Bugzilla – Bug 1196928
VUL-0: CVE-2016-20013: glibc: denial of service through sha256crypt and sha512crypt because of algorithm complexity
Last modified: 2022-03-10 17:02:33 UTC
CVE-2016-20013 sha256crypt and sha512crypt through 0.6 allow attackers to cause a denial of service (CPU consumption) because the algorithm's runtime is proportional to the square of the length of the password. References: http://web.nvd.nist.gov/view/vuln/detail?vulnId=CVE-2016-20013 http://cve.mitre.org/cgi-bin/cvename.cgi?name=CVE-2016-20013 http://www.cvedetails.com/cve/CVE-2016-20013/ https://twitter.com/solardiz/status/795601240151457793 https://pthree.org/2018/05/23/do-not-use-sha256crypt-sha512crypt-theyre-dangerous/ https://akkadia.org/drepper/SHA-crypt.txt
If I understand the blog article [0] correctly, the researcher found that the implementation of the GLIBC crypt() using sha256 and sha512 is vulnerable to a DoS because of the implementation's algorithm complexity. It seems that those hashing functions have been added in 2007 [1] to replace the insecure MD5. In conclusion of the article, the author advise to use Argon2 or scryp, or, crypt or PBKDF2, instead of md5, and sha*. I am trying to find how upstream reacted to the article, but I can't find anything for the moment. [0] https://pthree.org/2018/05/23/do-not-use-sha256crypt-sha512crypt-theyre-dangerous/ [1] https://www.akkadia.org/drepper/sha-crypt.html
Reporter has a valid point, but not sure if the glibc will consider this wontfix.

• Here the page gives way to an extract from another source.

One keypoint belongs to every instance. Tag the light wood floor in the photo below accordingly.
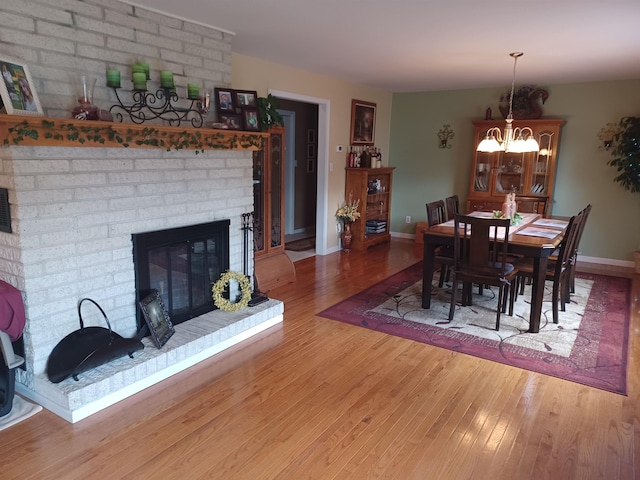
(315, 398)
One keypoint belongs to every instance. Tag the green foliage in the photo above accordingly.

There is a minor valid point. As the blog correctly calculates the complexity of the functions in question is O(pw_length^2 + pw_length*iteration_count). It further goes on to claim polynomial complexity in pw_length. For this to be true the pw_length needs to be _considerably_ larger than the iteration count, otherwise the above collapses to O(pw_length*iteration_count). The default iteration count in glibc's implementation is 5000. So for passwords up to length (say) 4096, the complexity behaviour is similar to the older md5crypt: namely linear in password length and iteration count. I would agree that this isn't ideal, and the fix is to limit the password length on input. The algorithm itself can't be changed, it would invalidate all existing hashes and hence be an incompatible change. If that's acceptable a switch to a different method is better anyway, as some other implementations do the pw_length-depening calculation only once, and then only do constant-time calculations per round. Either way: this can't be changed in glibc, it's the algorithm itself that has the stated properties, not the specific implementation.